Une offensive politique sur le terrain européen

François-Xavier Bellamy, eurodéputé Les Républicains, a relancé son combat pour une application immédiate et systématique du règlement retour européen. Cette directive, adoptée en 2008 mais très inégalement mise en œuvre par les États membres, prévoit des règles communes pour le retour des ressortissants de pays tiers en situation irrégulière. Selon l’élu, le constat est sans appel : trop peu de personnes faisant l’objet d’une obligation de quitter le territoire sont effectivement reconduites aux frontières de l’Union.

Un taux d’exécution jugé insuffisant

Les chiffres avancés par l’entourage de l’eurodéputé montrent qu’en moyenne, moins d’un tiers des décisions de retour prises par les autorités nationales aboutissent à un éloignement effectif. Cette situation alimente, selon Bellamy, un sentiment d’impunité et encourage les filières d’immigration clandestine. Il dénonce notamment les disparités entre les pays membres, certains appliquant la directive avec rigueur tandis que d’autres la contournent ou tardent à l’exécuter.

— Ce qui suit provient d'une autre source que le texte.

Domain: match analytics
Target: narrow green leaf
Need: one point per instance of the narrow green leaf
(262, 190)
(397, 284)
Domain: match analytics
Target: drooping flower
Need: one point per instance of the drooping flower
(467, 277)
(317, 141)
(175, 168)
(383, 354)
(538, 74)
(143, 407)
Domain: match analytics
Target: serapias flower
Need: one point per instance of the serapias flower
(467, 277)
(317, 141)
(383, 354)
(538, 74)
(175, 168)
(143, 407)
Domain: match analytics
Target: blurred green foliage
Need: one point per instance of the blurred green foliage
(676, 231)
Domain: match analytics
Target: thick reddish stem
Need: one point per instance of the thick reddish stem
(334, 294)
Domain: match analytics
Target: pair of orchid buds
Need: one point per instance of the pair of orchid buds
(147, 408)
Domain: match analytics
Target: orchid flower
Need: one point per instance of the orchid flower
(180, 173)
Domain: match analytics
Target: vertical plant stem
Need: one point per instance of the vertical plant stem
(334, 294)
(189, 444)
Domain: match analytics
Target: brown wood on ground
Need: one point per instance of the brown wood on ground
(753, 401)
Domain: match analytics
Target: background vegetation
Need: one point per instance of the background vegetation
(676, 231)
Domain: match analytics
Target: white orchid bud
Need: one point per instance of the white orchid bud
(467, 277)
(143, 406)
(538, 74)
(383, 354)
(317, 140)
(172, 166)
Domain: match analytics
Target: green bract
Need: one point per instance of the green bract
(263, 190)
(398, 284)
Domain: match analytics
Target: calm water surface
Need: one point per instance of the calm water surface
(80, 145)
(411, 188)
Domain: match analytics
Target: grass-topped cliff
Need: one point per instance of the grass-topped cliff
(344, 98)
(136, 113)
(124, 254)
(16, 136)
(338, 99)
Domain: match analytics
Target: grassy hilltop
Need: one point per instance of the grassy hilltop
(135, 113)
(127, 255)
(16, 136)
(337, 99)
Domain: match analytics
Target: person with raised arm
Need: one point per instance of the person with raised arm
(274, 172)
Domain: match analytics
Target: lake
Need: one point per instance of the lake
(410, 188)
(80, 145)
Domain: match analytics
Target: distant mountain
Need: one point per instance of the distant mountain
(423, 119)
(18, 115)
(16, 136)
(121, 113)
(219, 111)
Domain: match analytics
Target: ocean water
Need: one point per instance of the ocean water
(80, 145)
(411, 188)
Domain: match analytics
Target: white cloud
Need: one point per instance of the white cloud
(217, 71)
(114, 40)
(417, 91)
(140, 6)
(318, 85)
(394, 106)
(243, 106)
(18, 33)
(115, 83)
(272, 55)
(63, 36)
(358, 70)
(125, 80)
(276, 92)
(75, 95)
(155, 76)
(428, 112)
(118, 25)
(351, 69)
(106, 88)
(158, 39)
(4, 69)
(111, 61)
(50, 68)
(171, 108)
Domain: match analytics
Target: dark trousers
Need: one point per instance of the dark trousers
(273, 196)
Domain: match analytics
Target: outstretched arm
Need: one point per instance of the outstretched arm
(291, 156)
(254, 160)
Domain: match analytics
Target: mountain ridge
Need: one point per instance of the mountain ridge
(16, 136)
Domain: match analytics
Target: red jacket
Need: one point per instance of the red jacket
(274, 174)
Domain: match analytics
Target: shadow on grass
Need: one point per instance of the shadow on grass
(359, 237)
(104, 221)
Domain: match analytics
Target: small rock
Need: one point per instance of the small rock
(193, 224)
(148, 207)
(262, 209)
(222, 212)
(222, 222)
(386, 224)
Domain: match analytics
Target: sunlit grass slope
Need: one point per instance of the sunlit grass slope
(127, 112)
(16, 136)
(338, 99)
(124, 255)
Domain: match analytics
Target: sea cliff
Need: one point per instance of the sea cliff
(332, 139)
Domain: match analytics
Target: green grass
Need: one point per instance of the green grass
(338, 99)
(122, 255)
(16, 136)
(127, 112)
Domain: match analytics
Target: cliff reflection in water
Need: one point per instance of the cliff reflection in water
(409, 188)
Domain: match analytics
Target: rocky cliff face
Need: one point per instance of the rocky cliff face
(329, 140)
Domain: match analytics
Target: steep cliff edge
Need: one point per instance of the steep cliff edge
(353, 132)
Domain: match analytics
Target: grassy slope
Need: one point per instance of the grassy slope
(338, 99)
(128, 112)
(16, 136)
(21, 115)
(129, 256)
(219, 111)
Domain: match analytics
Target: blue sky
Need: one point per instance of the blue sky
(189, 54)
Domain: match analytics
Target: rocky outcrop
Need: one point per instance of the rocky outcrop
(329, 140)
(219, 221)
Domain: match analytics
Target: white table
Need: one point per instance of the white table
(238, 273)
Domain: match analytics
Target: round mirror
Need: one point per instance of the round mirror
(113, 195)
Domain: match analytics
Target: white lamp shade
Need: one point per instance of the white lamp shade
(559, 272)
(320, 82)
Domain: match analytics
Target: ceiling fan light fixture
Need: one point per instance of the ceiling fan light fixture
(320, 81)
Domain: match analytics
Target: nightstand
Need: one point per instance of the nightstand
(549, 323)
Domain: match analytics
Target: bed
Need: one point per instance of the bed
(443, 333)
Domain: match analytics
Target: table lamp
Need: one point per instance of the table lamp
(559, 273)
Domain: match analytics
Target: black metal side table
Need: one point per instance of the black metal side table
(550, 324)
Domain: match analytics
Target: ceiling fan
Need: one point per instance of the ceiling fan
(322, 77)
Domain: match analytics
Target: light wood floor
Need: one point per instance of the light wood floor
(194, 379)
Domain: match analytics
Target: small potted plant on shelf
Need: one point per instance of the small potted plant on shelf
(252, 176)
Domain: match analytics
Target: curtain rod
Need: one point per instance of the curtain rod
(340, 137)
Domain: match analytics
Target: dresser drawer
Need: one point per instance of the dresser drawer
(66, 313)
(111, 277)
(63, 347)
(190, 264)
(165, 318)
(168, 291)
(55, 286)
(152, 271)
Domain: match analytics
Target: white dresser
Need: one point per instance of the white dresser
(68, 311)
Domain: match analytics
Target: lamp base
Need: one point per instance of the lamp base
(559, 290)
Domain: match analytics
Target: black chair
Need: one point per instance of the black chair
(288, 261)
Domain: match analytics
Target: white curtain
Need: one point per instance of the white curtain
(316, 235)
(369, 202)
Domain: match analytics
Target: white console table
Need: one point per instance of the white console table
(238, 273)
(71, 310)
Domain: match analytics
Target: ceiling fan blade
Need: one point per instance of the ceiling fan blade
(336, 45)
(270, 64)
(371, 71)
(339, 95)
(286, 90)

Une bataille juridique et politique

Pour tenter d’obtenir une application uniforme, François-Xavier Bellamy a déposé plusieurs questions écrites à la Commission européenne, et il a interpellé les commissaires chargés des migrations et de la justice. Il demande que des procédures de sanction soient engagées contre les États récalcitrants, et que la Commission présente un plan d’action concret pour lever les obstacles administratifs et juridiques qui freinent les retours. Il plaide également pour un renforcement du rôle de l’Agence européenne de garde-frontières et de garde-côtes (Frontex) dans l’exécution des décisions de retour.

Un sujet clivant au Parlement européen

Cette offensive intervient dans un contexte politique tendu, où les questions migratoires restent au cœur des débats entre les différentes familles politiques du Parlement européen. Si les conservateurs et une partie des libéraux soutiennent une approche plus coercitive, les groupes de gauche et les écologistes dénoncent une politique qui porterait atteinte aux droits fondamentaux des migrants. Bellamy, de son côté, assume une ligne ferme : il estime que le respect de la loi et la souveraineté des États doivent primer sur ce qu’il considère comme un « angélisme » dangereux pour la cohésion sociale.

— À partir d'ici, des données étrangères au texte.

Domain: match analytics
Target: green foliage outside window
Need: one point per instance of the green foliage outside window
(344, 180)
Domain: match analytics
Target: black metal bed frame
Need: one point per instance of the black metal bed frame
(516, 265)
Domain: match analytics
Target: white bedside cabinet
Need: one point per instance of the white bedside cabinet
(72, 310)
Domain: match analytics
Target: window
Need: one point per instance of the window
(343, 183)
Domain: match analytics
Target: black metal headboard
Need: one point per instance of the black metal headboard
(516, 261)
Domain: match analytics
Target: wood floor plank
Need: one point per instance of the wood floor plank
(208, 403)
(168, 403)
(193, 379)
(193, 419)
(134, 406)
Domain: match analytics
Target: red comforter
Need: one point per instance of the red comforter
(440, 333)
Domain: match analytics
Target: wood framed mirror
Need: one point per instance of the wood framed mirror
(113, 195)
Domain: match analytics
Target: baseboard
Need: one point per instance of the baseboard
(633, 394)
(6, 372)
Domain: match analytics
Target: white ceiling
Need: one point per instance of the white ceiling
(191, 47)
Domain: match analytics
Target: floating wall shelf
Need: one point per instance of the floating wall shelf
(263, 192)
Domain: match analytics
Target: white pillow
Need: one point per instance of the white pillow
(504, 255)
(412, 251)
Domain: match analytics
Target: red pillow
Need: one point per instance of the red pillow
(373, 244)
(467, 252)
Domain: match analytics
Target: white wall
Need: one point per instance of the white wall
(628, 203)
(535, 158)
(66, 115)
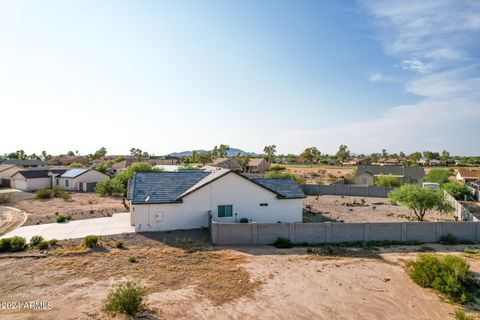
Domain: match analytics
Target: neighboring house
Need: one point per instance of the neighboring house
(6, 172)
(227, 163)
(31, 180)
(366, 174)
(68, 160)
(257, 165)
(467, 175)
(168, 160)
(25, 163)
(161, 201)
(84, 180)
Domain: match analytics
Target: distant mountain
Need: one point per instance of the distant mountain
(232, 152)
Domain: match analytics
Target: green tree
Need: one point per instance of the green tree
(389, 181)
(311, 155)
(456, 190)
(342, 153)
(420, 200)
(437, 175)
(270, 152)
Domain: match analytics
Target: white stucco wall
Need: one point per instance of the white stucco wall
(231, 189)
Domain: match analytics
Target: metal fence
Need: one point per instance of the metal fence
(336, 232)
(345, 190)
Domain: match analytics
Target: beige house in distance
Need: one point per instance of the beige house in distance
(258, 165)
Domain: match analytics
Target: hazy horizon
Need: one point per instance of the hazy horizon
(168, 76)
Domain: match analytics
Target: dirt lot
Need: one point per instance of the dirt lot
(321, 174)
(80, 206)
(359, 209)
(224, 283)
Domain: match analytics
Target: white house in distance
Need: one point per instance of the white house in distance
(84, 180)
(161, 201)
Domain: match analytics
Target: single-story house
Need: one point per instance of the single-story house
(466, 175)
(227, 163)
(6, 172)
(84, 180)
(31, 180)
(68, 160)
(366, 174)
(161, 201)
(257, 165)
(25, 163)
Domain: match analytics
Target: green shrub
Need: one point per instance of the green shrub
(90, 241)
(127, 300)
(283, 243)
(43, 194)
(12, 244)
(61, 218)
(36, 240)
(448, 239)
(449, 275)
(43, 245)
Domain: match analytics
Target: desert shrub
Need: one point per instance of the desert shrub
(448, 239)
(61, 218)
(43, 245)
(283, 243)
(127, 300)
(462, 315)
(36, 240)
(90, 241)
(5, 198)
(449, 275)
(12, 244)
(43, 194)
(456, 190)
(66, 196)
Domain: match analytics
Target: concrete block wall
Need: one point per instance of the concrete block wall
(267, 233)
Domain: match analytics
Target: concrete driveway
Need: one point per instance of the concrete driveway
(116, 224)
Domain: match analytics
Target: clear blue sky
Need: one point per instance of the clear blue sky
(167, 76)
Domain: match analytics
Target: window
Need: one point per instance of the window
(225, 211)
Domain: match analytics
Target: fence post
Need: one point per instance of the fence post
(328, 232)
(366, 231)
(438, 231)
(291, 232)
(404, 231)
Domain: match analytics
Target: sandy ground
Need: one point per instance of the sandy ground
(352, 209)
(226, 283)
(10, 219)
(321, 175)
(80, 206)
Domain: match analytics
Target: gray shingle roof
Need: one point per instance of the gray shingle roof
(285, 188)
(163, 187)
(405, 171)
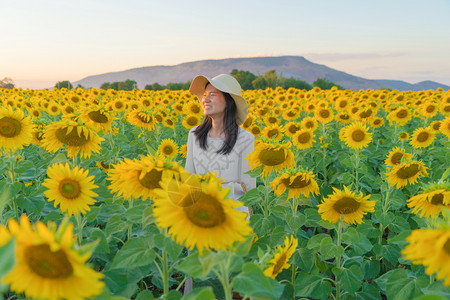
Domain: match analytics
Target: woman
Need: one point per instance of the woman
(219, 144)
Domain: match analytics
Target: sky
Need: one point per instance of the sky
(46, 41)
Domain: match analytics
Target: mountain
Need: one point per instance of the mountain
(295, 66)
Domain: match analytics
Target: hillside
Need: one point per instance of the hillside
(296, 66)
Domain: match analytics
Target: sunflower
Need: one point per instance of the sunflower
(192, 108)
(422, 137)
(48, 266)
(199, 214)
(98, 119)
(403, 136)
(291, 128)
(16, 130)
(140, 177)
(356, 135)
(183, 150)
(324, 115)
(70, 188)
(271, 157)
(191, 121)
(280, 260)
(309, 123)
(405, 173)
(168, 148)
(290, 114)
(376, 122)
(273, 132)
(430, 248)
(430, 202)
(298, 183)
(445, 127)
(303, 139)
(435, 126)
(142, 118)
(345, 203)
(255, 130)
(401, 115)
(77, 138)
(395, 157)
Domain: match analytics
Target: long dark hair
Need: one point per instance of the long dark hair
(229, 124)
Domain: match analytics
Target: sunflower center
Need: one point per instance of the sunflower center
(192, 121)
(144, 118)
(279, 264)
(205, 211)
(430, 108)
(272, 132)
(423, 136)
(402, 114)
(298, 183)
(98, 117)
(396, 158)
(151, 179)
(447, 246)
(9, 127)
(69, 188)
(272, 157)
(358, 135)
(168, 150)
(304, 138)
(437, 199)
(309, 124)
(346, 205)
(47, 263)
(324, 113)
(408, 172)
(72, 138)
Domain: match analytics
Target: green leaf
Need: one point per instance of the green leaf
(147, 217)
(314, 242)
(134, 214)
(351, 278)
(135, 252)
(400, 286)
(7, 257)
(191, 266)
(201, 293)
(304, 259)
(312, 286)
(253, 283)
(296, 222)
(329, 250)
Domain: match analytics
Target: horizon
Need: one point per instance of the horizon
(50, 41)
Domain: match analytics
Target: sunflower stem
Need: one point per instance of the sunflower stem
(165, 274)
(325, 175)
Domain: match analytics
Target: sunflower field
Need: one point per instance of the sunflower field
(351, 200)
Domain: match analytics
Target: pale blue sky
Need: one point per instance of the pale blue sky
(44, 41)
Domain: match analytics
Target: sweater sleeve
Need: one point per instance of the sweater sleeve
(249, 181)
(189, 166)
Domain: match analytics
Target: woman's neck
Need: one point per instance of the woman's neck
(217, 129)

Vers une révision du cadre juridique ?

Au-delà de l’application de la directive existante, l’eurodéputé appelle à une révision du règlement retour pour le rendre plus efficace. Il propose notamment la création d’un mécanisme européen de reconnaissance mutuelle des décisions d’éloignement, afin qu’un ressortissant débouté du droit d’asile dans un État membre ne puisse pas simplement se rendre dans un autre pays de l’Union pour échapper à son expulsion. Cette proposition, si elle était adoptée, nécessiterait une modification des traités ou du moins un accord intergouvernemental renforcé.

Une mobilisation qui s’inscrit dans la durée

Cette nouvelle séquence d’actions de François-Xavier Bellamy n’est pas une surprise : il s’était déjà fait remarquer lors de précédents mandats par son inflexibilité sur les sujets migratoires et sécuritaires. En pleine campagne pour les élections européennes, il espère capitaliser sur ce thème pour convaincre les électeurs de la droite de la nécessité d’une Europe qui protège mieux ses frontières. Il s’est dit déterminé à ne pas lâcher le sujet, quel que soit le résultat du scrutin.

Des réactions partagées

Si les associations de défense des droits des étrangers critiquent une approche qu’elles jugent inhumaine, plusieurs responsables politiques de droite et d’extrême droite saluent l’initiative. Au sein même de la majorité présidentielle française, certains voix estiment que la demande de Bellamy est légitime sur le fond, tout en regrettant une forme de surenchère électoraliste. La Commission européenne, de son côté, assure travailler à une meilleure coordination des politiques de retour, mais sans donner de calendrier précis pour les réformes structurelles réclamées par l’eurodéputé.